モード設定型電子制御式ショックアブソーバー「Bilstein DampTronic」の効果も見逃せません。これは複数の車両情報システムを活用することで、路面状況や走行条件に対して適切なサスペンションの減衰力と、様々なドライビングシーンに応じた高レベルのコントロールを可能にしています。これは標準のGTRにも装着されていますが、ここでもNISMO専用の特別なチューニングを施し、向上したパワーを更にしっかりと路面に伝える改良が施されています。

新型「NISSAN GT-R NISMO」は全体のバランスを今までより更に向上し、コーナーの多い山道でも、サーキットでのレース走行と同じように力強い走りを楽しめるクルマへと深化を遂げています。

主要諸元

寸法

全長:4,690mm
全幅:1,895mm
全高:1,370mm
ホイールベース:2,780mm
トレッド(前/後):1,600mm/1.600mm
最低地上高:110mm

エンジン

型式:VR38DETT[NISMO専用チューニング]
種類・シリンダー数:DOHC・V型6気筒
ボア×ストローク:95.5×88.4mm
総排気量:3,799cc
圧縮比:9.0
最高出力:441kW(600ps)/6,800rpm
最大トルク:652Nm(66.5kgf-m)/3,600-5,600rpm
燃料供給装置:ニッサンEGI(ECCS)電子制御燃料噴射装置
使用燃料・タンク容量:無鉛プレミアムガソリン・74L

重量・定員

車両重量:1,740kg
乗車定員:4(2+2)名
車両総重量:1,960kg

性能

最小回転半径:5.7m
主要燃費向上対策:可変バルブタイミング

諸装置

駆動方式:4輪駆動
ステアリングギヤ形式:電子制御パワーアシスト付ラック&ピニオン式
サスペンション(前/後):独立懸架ダブルウィッシュボーン式/独立懸架マルチリンク式
主ブレーキ(前/後): ベンチレーテッドディスク式/ベンチレーテッドディスク式
タイヤ(前/後):255/40ZRF20(97Y)/285/35ZRF20(100Y)

まとめ

2016年7月11日に「日産GT-R」17モデルが発売されて、ほど1か月半でNISMOの登場となりました。
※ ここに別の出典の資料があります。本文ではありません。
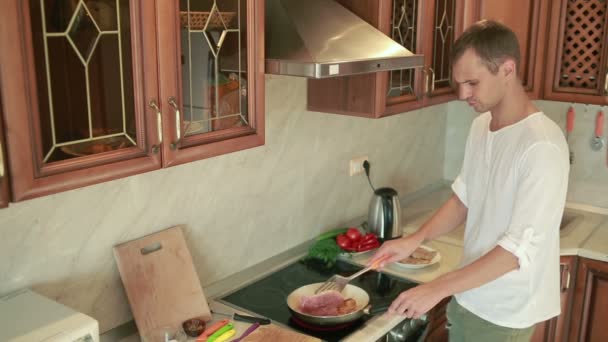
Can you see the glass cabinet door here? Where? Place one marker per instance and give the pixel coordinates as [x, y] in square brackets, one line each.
[209, 101]
[404, 30]
[76, 89]
[83, 63]
[214, 68]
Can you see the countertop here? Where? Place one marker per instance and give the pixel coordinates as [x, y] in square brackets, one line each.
[585, 233]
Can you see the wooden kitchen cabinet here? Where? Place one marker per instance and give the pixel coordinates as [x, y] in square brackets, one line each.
[529, 20]
[555, 329]
[577, 52]
[96, 90]
[590, 305]
[423, 27]
[437, 328]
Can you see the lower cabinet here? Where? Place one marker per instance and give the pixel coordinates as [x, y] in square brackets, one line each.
[584, 304]
[590, 304]
[437, 331]
[555, 329]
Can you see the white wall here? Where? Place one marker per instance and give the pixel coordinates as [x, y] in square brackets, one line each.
[239, 208]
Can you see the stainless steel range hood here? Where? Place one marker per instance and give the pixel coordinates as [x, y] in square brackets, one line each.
[321, 38]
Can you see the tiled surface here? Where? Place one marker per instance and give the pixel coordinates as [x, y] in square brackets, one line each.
[239, 209]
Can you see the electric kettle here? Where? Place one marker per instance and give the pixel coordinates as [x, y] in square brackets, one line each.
[384, 216]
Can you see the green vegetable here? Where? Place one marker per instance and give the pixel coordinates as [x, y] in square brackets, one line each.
[325, 250]
[332, 233]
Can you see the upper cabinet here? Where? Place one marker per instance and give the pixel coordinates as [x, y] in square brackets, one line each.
[423, 27]
[95, 90]
[577, 68]
[212, 89]
[529, 20]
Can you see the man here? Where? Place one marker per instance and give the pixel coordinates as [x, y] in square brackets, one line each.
[511, 192]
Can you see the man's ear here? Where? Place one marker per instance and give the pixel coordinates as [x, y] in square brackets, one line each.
[508, 68]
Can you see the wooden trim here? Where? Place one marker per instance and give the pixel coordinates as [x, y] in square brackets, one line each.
[4, 180]
[589, 272]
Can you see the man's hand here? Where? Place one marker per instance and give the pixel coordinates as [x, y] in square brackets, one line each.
[416, 301]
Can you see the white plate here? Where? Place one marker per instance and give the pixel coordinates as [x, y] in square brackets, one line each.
[416, 266]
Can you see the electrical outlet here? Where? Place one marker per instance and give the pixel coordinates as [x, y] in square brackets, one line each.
[356, 165]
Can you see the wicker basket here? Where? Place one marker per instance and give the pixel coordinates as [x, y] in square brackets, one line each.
[198, 20]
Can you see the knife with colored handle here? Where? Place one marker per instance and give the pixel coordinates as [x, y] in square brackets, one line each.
[212, 329]
[225, 336]
[220, 332]
[244, 318]
[247, 332]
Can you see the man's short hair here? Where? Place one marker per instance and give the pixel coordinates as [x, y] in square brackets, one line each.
[492, 41]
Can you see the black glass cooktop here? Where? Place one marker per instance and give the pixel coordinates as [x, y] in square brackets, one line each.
[268, 296]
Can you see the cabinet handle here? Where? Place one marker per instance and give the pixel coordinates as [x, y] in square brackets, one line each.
[432, 72]
[159, 125]
[565, 285]
[425, 82]
[178, 122]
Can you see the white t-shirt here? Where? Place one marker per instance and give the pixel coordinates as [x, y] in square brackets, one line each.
[513, 182]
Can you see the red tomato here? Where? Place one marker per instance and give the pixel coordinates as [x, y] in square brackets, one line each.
[369, 237]
[368, 245]
[353, 234]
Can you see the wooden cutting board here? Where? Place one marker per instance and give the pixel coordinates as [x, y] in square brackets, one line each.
[161, 282]
[267, 333]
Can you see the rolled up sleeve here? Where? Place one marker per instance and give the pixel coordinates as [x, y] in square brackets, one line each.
[460, 189]
[539, 202]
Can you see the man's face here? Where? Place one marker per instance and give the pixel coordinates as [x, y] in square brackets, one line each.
[476, 84]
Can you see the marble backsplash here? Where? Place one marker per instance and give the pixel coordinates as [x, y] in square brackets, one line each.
[238, 209]
[588, 174]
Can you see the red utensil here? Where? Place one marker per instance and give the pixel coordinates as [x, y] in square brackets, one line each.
[597, 142]
[569, 127]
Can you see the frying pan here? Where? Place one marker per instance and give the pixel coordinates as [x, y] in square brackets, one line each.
[350, 291]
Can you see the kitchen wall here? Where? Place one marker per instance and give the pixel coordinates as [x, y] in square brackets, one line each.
[589, 172]
[238, 209]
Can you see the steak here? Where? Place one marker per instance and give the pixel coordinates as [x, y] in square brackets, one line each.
[327, 303]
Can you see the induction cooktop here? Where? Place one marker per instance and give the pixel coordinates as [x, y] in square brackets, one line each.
[268, 296]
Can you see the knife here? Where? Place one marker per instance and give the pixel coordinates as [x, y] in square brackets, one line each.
[244, 318]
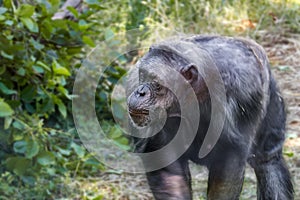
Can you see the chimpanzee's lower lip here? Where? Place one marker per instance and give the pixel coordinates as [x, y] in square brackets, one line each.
[138, 112]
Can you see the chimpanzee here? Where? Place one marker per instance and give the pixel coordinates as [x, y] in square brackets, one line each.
[253, 123]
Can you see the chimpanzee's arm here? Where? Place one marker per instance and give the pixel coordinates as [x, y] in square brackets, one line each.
[172, 182]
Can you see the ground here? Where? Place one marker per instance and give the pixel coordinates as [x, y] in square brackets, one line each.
[284, 52]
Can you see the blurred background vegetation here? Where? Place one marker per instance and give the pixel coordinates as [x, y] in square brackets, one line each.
[41, 156]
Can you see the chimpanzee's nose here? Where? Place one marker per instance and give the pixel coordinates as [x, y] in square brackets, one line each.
[142, 90]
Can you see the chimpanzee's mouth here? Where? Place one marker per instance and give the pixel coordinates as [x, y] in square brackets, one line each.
[138, 112]
[140, 117]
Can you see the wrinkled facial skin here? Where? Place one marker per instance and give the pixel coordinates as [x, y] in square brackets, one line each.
[147, 96]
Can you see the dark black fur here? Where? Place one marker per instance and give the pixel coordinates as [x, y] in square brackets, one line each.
[253, 131]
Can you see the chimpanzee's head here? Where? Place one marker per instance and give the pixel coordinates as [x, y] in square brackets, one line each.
[154, 70]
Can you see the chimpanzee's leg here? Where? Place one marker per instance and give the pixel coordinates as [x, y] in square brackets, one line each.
[273, 177]
[172, 182]
[226, 175]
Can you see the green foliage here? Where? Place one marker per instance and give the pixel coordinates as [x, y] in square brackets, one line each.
[39, 148]
[38, 59]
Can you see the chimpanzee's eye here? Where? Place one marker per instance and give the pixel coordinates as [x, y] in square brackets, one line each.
[157, 86]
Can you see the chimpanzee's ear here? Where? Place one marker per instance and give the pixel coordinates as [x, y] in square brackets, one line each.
[190, 73]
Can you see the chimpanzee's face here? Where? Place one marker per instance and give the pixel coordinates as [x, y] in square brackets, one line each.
[147, 96]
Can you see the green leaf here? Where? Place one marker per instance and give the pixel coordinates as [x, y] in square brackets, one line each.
[32, 149]
[73, 11]
[25, 10]
[2, 10]
[109, 34]
[38, 69]
[61, 107]
[9, 22]
[5, 109]
[2, 18]
[20, 146]
[91, 2]
[59, 70]
[43, 65]
[78, 149]
[115, 132]
[88, 41]
[45, 158]
[5, 55]
[2, 69]
[18, 125]
[30, 24]
[35, 44]
[5, 90]
[18, 165]
[7, 122]
[21, 71]
[28, 93]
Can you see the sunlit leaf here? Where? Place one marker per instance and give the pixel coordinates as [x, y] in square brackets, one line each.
[32, 148]
[30, 24]
[25, 10]
[45, 158]
[5, 90]
[5, 109]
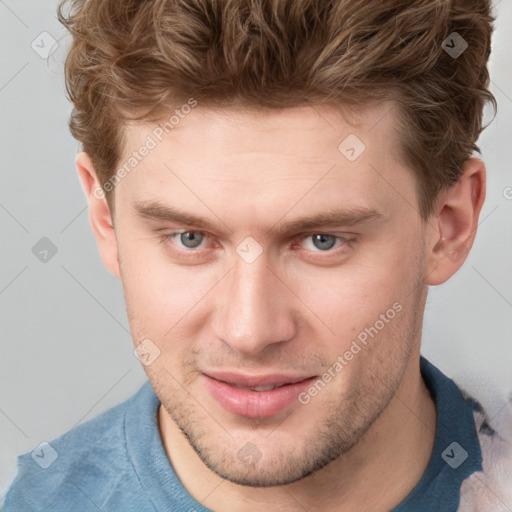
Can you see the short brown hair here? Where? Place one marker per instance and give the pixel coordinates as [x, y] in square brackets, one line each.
[138, 59]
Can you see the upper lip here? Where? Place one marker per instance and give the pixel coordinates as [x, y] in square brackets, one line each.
[256, 380]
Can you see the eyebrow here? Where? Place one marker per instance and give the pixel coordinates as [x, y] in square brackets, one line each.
[330, 218]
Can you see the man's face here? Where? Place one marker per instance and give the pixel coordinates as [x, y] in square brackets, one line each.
[247, 296]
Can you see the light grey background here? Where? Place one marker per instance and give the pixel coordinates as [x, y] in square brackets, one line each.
[66, 351]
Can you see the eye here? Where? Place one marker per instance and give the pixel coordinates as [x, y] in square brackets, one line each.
[324, 242]
[189, 239]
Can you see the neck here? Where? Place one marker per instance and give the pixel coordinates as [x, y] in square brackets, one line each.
[389, 460]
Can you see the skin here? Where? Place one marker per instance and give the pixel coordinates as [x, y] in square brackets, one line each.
[294, 309]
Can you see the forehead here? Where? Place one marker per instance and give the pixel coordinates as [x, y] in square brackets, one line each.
[274, 160]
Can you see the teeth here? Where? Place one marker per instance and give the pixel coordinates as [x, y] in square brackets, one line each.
[269, 387]
[263, 388]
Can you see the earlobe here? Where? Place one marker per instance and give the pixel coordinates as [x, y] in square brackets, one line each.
[99, 213]
[455, 223]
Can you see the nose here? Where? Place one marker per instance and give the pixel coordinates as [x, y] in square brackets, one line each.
[256, 307]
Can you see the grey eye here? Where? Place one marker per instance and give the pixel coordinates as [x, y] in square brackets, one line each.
[191, 239]
[324, 242]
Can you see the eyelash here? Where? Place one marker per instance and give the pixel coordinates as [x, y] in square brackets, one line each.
[194, 253]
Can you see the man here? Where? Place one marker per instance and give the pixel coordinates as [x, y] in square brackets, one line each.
[276, 184]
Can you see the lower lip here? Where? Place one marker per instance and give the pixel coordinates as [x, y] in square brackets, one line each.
[255, 404]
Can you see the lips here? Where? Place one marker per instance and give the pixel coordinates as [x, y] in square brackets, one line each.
[255, 396]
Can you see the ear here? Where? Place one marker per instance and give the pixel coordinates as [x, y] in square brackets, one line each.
[99, 213]
[455, 222]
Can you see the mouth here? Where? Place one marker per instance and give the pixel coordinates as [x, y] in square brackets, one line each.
[256, 396]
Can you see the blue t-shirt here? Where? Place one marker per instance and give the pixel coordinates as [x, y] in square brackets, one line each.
[117, 461]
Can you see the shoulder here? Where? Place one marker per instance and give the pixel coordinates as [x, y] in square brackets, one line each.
[86, 462]
[490, 489]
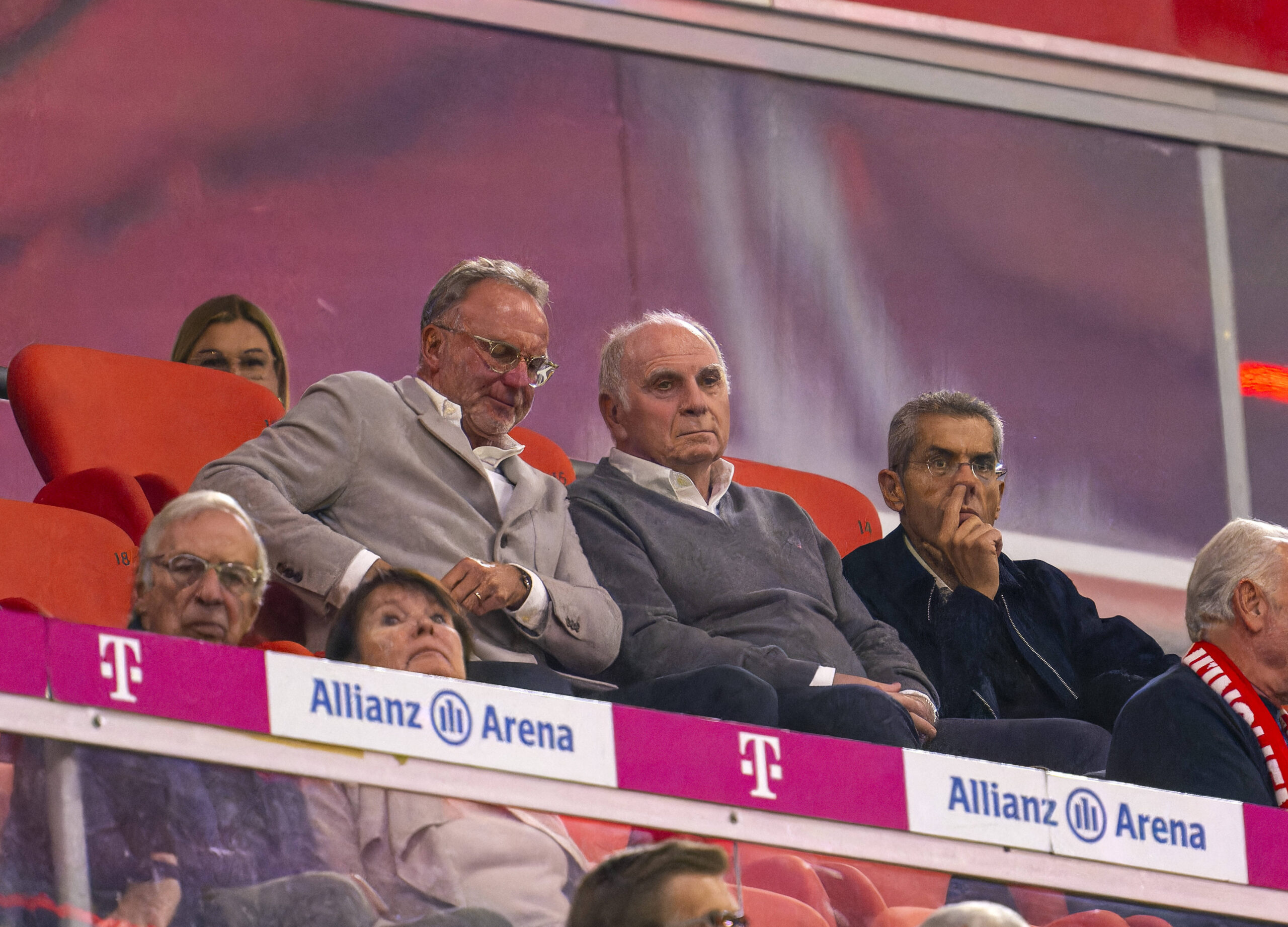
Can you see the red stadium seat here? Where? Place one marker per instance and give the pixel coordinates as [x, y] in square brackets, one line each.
[791, 876]
[66, 563]
[1043, 905]
[597, 840]
[1093, 918]
[121, 435]
[901, 917]
[544, 455]
[769, 909]
[852, 894]
[845, 515]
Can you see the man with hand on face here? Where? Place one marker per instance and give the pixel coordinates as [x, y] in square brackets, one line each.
[201, 571]
[1000, 639]
[709, 572]
[423, 473]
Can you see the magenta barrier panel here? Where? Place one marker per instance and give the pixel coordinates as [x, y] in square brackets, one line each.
[150, 674]
[762, 768]
[1265, 832]
[22, 653]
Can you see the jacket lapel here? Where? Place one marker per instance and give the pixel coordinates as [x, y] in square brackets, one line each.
[432, 421]
[527, 487]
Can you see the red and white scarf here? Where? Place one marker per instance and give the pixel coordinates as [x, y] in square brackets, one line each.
[1225, 679]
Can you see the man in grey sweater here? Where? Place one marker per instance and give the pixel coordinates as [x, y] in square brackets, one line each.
[712, 573]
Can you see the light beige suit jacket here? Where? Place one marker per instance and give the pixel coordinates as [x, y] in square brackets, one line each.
[366, 464]
[423, 853]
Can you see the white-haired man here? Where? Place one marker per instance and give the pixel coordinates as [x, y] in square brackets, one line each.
[1215, 725]
[203, 571]
[712, 573]
[423, 473]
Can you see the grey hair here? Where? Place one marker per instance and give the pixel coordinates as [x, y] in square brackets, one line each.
[452, 286]
[611, 381]
[1246, 549]
[976, 914]
[189, 506]
[903, 427]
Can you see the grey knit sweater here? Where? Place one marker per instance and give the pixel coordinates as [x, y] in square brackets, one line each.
[757, 586]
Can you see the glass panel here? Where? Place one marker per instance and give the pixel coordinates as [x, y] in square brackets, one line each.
[176, 842]
[1256, 192]
[850, 248]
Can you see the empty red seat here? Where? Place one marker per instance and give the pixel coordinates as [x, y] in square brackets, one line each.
[1093, 918]
[791, 876]
[598, 840]
[544, 455]
[769, 909]
[854, 898]
[845, 515]
[66, 563]
[121, 435]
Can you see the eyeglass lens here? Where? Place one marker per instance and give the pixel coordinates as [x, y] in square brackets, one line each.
[985, 468]
[189, 568]
[508, 357]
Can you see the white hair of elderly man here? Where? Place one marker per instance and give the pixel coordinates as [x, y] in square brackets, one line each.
[976, 914]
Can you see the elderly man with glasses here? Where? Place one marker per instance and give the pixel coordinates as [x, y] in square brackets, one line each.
[201, 573]
[1000, 639]
[423, 473]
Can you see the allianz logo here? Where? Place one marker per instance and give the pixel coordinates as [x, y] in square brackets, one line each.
[1084, 814]
[447, 715]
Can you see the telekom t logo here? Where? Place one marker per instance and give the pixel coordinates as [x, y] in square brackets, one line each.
[119, 667]
[759, 762]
正直、標準モデルでも十分(419kw(570ps)/6,800rpm、最大トルク637Nm(65.0kgf-m)/3,300-5,800rpm)と思っていたわけですが、それがさらにパワーアップして登場してきたわけです。価格は18,700,200円となっており、先般発表されたホンダNSXの二千万円超えに比べるとリーズナブルにも思えます。ただ、こうした「欲しいものはなんでもあり」の足し算のクルマを見ると、(多少乗り手を選んでも)、パワートレイン、ボディ、サスペンションの性能をシンプルに追求した「引き算のクルマ」を求めてしまうのは、古い考え方なのかもしれません。